Am Ende ging es sehr schnell: Nur zwei Tage nach der Meldung, dass Barbara Bush schwer erkrankt sei und eine weitere medizinische Behandlung ablehne, ist die frühere First Lady mit 92 Jahren gestorben.
Barbara Bush war die Frau eines wenig geliebten Präsidenten und die Mutter eines weiteren, dessen Kriegspolitik im Irak und in Afghanistan bis heute scharf kritisiert wird.
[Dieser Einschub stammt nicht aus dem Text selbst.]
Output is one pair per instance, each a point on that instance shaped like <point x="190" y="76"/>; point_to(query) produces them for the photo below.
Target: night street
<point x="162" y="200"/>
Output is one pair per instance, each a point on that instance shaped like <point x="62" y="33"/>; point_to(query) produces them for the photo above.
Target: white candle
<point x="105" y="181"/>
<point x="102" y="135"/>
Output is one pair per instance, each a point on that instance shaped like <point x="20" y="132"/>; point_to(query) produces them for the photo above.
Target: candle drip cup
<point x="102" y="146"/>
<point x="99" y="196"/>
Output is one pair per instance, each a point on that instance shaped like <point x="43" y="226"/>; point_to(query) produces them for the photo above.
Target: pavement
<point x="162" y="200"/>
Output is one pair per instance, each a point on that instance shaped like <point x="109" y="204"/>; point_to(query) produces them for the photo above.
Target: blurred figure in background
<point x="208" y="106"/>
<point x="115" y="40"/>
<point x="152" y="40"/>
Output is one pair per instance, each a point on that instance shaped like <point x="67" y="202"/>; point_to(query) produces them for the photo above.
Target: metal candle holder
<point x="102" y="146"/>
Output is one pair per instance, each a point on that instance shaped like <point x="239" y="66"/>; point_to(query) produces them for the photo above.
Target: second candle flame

Der erste, der heute 93-jährige George Herbert Walker Bush, zog 1989 mit ihr ins Weiße Haus und verlor vier Jahre später die Wahl gegen Bill Clinton, ihr Sohn, George W. Bush, kam im Jahr 2000 dank eines Supreme-Court-Urteils ins Amt und wurde 2004 wiedergewählt.
Barbara Bushs Bild in der Öffentlichkeit ist bis heute um Längen positiver als das ihres Mannes und ihres Sohns. Sie war bodenständig, warmherzig und direkt, sie kümmerte sich um andere – und hielt sich weitgehend aus politischen Debatten heraus. Äußerte sie sich doch, vergriff sie sich schon mal in der Wortwahl, etwa als sie in einem Interview sagte, die in ein Football-Stadion evakuierten Opfer des Hurrikans „Katrina“ seien sowieso unterprivilegiert und hätten es nun doch gut getroffen. Später entschuldigte sie sich für diesen Satz.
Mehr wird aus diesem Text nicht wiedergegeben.